Unfortunately, I must call you out too, my friend. With love.
Because it’s crucially important that we protect the scientific method here.
The sole goal is to help people like me reproduce the model. If I can’t reproduce the model, I can’t verify the paper.
When I saw “commercial” and then “open source” in your comment, I said “oh no…”
My duty is to the scientific method, so I don’t care if it’s the most restrictive code on the planet as long as I can use it to reproduce the model in the paper.
Because at that point, I have a baseline for evaluating the paper’s claims.
The reason I assume the paper is false until proven otherwise, is because the paper often doesn’t have enough detail to reproduce the model shown in the videos on this tech demos. Meaning, if they’re the it to help me, the ML researcher, then they’re failing to tell me how to evaluate their claims rigorously.
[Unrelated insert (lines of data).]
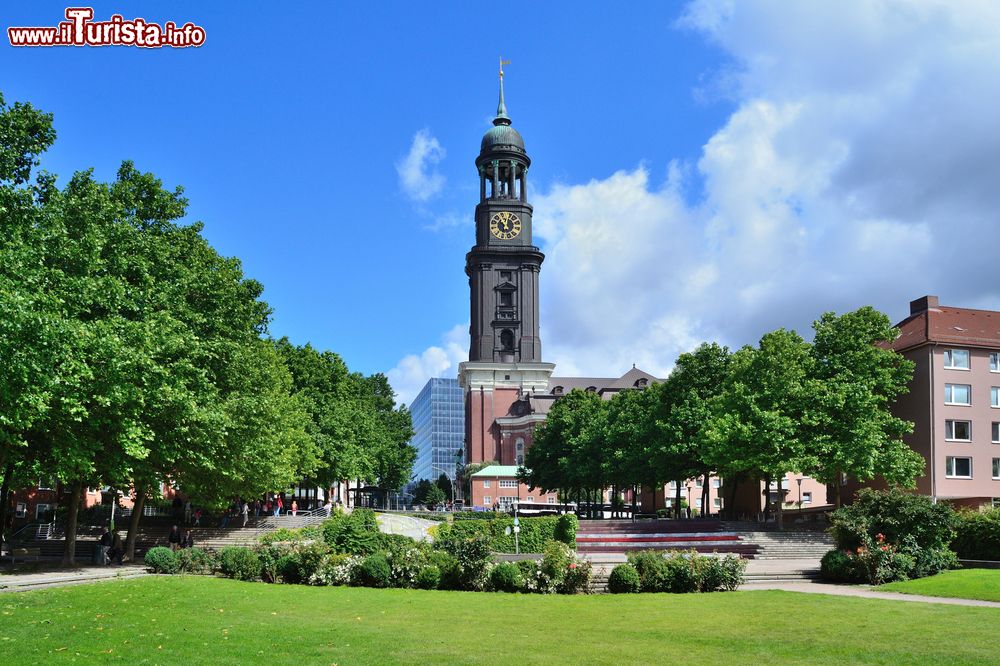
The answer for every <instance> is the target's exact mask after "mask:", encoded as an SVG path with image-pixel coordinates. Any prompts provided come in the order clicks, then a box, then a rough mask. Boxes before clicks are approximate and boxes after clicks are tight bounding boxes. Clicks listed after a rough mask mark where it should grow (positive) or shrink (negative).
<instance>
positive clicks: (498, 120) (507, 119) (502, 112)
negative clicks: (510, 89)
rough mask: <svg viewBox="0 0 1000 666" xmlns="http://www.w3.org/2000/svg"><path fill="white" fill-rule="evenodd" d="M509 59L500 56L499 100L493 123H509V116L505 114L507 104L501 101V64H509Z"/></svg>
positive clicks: (502, 88) (501, 91) (508, 123)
(That said, it’s breaking my heart that I can’t agree with you here, because I want to so badly. I’ve felt similarly for years that scientific contributions need to be “free as in beer” commercially. But I recognize signs of zealotry when I see them, and I can’t let my personal views creep in, because people like me would stop listening if I was here e.g. arguing vehemently that nVidia needed to be delivering us something commercially viable along with a high quality codebase. The price for entry to the scientific method isn’t so high.)